We have divided our data into two sections: training data (70% of the data) and testing data (30% of the data). Now, we will fit our nearest neighbors classifier to the training data using 5-fold cross-validation and see how it performs.

We will be applying cross_validate in sklearn to perform cross-validation. We can get both train and validation accuracies using cross_validate. Please note that you should set return_train_score=True if you want cross_validate to return train scores in addition to test scores.

You can use the following link to learn more about cross_validate:

https://scikit-learn.org/stable/modules/generated/sklearn.model_selection.cross_validate.html

In [ ]:

from sklearn.model_selection import cross_validate
scores = cross_validate(knn, X_train, y_train, cv=5,return_train_score=True)

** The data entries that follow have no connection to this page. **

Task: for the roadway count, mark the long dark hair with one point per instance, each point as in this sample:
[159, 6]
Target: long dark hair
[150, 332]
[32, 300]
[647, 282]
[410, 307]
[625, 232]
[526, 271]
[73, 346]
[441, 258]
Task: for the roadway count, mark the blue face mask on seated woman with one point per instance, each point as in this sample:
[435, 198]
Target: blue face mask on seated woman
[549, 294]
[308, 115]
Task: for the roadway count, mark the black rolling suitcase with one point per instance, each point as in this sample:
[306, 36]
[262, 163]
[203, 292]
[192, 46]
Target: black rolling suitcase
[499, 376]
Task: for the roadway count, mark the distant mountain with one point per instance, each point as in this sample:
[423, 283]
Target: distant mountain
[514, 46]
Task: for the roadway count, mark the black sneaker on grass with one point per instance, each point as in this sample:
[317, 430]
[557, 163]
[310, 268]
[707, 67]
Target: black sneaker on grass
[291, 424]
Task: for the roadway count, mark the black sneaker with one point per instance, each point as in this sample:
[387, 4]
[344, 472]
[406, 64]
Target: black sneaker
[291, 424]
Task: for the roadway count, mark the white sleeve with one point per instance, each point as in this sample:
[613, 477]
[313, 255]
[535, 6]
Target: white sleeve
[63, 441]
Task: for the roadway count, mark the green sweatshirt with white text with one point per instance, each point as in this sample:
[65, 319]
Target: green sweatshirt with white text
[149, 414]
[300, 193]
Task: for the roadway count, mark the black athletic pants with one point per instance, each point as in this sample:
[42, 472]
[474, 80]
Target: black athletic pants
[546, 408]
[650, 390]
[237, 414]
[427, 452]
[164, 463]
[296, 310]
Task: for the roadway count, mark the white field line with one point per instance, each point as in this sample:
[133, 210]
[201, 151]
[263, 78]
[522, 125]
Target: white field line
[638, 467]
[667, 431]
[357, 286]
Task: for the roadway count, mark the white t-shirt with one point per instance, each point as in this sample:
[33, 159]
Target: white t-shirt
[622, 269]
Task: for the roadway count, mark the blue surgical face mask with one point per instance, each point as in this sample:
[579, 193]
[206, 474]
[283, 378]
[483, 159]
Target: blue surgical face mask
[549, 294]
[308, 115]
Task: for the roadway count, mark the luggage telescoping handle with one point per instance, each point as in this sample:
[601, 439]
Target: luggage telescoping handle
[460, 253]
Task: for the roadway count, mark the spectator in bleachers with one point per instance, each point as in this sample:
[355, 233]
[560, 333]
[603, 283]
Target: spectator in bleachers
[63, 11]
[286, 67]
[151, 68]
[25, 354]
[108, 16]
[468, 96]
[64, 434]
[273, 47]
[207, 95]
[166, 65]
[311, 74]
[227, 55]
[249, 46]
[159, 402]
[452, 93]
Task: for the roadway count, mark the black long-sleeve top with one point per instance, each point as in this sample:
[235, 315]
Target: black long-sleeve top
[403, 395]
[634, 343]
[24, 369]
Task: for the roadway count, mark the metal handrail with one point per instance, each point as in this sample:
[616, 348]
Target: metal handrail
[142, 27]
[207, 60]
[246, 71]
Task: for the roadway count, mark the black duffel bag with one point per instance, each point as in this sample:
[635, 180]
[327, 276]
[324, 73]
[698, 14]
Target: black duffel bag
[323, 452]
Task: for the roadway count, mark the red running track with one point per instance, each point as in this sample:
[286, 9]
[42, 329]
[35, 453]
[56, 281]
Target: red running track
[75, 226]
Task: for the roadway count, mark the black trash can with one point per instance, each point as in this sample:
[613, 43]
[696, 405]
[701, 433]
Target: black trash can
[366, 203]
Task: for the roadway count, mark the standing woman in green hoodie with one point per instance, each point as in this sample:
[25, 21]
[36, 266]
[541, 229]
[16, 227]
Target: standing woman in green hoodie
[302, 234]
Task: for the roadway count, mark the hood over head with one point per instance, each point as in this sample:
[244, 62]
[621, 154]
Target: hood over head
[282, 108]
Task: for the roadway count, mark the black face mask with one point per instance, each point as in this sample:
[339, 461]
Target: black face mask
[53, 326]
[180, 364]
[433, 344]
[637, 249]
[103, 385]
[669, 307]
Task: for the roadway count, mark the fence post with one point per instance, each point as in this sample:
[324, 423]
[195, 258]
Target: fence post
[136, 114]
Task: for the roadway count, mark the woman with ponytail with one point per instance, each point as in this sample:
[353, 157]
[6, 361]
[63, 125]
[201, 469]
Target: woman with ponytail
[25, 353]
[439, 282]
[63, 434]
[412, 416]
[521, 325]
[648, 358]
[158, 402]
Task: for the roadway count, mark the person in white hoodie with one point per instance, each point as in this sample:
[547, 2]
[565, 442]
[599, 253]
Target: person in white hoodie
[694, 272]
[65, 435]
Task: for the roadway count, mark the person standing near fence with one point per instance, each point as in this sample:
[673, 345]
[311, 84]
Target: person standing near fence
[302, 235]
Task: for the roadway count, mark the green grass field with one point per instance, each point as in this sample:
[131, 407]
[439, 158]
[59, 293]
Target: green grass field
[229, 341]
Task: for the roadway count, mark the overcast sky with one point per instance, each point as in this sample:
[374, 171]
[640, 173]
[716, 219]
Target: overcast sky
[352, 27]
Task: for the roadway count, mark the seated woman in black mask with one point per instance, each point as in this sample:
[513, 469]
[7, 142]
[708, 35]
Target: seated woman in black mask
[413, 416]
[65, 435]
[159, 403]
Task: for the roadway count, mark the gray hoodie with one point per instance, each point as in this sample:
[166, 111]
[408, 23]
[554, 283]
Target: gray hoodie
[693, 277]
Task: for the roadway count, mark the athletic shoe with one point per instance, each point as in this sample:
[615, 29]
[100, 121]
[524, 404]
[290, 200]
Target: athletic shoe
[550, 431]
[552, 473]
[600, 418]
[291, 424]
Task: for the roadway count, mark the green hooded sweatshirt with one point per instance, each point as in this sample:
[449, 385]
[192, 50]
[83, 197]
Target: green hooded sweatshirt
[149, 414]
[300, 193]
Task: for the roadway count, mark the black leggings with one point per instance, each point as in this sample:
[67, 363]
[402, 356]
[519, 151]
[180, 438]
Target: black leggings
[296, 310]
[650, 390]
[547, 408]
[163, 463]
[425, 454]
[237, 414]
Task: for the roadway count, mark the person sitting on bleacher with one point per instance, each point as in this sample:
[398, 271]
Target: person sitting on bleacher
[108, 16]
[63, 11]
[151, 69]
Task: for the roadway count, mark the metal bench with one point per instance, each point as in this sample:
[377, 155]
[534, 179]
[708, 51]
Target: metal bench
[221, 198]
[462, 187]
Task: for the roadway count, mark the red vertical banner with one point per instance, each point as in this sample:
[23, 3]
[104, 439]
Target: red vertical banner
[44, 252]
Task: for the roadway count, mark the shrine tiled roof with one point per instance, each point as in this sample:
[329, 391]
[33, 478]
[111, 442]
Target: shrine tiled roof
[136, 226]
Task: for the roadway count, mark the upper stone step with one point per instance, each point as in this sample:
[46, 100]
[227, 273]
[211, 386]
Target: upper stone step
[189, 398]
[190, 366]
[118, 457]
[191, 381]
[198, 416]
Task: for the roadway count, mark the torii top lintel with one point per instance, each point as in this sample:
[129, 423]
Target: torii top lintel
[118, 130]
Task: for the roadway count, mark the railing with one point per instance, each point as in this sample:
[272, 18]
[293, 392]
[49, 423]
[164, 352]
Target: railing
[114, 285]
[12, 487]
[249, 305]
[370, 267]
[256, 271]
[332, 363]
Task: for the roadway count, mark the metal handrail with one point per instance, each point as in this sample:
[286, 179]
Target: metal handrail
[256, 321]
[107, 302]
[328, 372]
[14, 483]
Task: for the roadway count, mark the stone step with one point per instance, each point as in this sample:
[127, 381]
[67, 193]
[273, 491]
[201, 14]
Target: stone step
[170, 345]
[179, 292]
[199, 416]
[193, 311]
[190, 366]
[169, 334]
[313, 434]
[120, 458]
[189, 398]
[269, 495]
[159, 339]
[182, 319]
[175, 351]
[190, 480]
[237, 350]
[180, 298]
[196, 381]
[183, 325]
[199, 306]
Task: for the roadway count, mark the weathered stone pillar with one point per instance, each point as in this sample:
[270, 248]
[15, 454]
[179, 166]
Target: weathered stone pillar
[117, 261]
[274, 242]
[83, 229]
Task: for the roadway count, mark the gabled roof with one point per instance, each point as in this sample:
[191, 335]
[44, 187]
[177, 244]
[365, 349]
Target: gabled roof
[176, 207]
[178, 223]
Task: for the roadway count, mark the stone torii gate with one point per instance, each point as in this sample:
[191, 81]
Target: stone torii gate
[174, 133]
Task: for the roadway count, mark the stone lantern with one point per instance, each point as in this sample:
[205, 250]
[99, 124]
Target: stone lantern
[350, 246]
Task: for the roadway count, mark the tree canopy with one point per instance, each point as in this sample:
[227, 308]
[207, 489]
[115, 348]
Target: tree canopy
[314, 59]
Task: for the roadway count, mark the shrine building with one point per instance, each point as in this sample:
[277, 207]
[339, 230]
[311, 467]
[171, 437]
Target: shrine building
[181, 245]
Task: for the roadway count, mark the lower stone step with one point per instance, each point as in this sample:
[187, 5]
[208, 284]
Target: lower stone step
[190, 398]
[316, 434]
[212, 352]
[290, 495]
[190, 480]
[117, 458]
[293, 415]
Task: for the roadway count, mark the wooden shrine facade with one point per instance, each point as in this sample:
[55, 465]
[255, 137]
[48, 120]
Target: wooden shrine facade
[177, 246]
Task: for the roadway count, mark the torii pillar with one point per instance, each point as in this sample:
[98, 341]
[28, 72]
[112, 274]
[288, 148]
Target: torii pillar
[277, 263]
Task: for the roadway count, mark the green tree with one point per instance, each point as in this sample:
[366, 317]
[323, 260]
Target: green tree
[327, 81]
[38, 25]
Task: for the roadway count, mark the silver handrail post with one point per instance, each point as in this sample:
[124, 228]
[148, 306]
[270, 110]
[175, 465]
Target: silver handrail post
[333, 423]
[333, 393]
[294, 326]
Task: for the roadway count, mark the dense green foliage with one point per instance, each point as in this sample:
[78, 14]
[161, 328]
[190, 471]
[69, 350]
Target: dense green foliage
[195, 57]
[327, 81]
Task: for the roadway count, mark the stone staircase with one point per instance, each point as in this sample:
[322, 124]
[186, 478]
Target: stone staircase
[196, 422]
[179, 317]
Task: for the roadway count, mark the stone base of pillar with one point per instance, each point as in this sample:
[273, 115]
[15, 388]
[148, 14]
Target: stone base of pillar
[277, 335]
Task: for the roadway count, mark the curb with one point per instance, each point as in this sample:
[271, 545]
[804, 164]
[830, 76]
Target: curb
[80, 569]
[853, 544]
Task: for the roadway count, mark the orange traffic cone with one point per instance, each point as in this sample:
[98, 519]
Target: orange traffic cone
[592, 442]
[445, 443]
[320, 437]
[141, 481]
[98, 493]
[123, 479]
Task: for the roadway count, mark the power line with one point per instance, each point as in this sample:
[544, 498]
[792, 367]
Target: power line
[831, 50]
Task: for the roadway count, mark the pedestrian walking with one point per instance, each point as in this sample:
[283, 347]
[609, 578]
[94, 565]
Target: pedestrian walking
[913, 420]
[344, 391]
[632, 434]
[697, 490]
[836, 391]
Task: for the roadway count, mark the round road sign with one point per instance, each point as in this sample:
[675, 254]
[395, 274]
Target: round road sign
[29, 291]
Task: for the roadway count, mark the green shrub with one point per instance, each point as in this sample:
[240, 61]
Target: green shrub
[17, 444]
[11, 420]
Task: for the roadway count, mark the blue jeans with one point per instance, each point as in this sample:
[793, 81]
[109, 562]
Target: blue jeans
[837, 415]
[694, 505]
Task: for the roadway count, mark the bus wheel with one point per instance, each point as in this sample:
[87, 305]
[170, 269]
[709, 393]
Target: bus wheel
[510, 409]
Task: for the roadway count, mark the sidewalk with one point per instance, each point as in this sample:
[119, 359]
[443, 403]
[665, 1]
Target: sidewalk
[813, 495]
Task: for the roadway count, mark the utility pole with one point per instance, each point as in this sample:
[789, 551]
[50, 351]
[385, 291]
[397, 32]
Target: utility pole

print(‘Mean Train Accuracy:’,scores[‘train_score’].mean()) # returns the mean cross-validation train score
print(‘Mean Validation Accuracy:’, scores[‘test_score’].mean()) # returns the mean cross-validation validation score

Our cross-validated model has an accuracy of 94% across all the splits on the training data. If we think that is a reasonable value, we can train our final model on the training data and then see how it performs on the held-out test data.

Comparing classifiers¶
However, to get a true sense for the utility of cross-validation, let’s create a second nearest neighbors classifier that uses five neighbors instead of one.

In [ ]:

knn_5 = neighbors.KNeighborsClassifier(n_neighbors=5)
scores = cross_validate(knn_5, X_train, y_train, cv=5, return_train_score=True)

print(‘Mean Train Accuracy:’,scores[‘train_score’].mean()) # returns the mean cross-validation train score
print(‘Mean Validation Accuracy:’, scores[‘test_score’].mean())

Let’s train it on the training data and use it to predict the final held-out test data.

In [ ]:

knn_5.fit(X_train, y_train)
accuracy = accuracy_score(y_test, knn_5.predict(X_test))
print (“Test set accuracy: “, accuracy * 100, “%”)

And we see our model has a 97.7% accuracy on the held out test data (30% of the original dataset).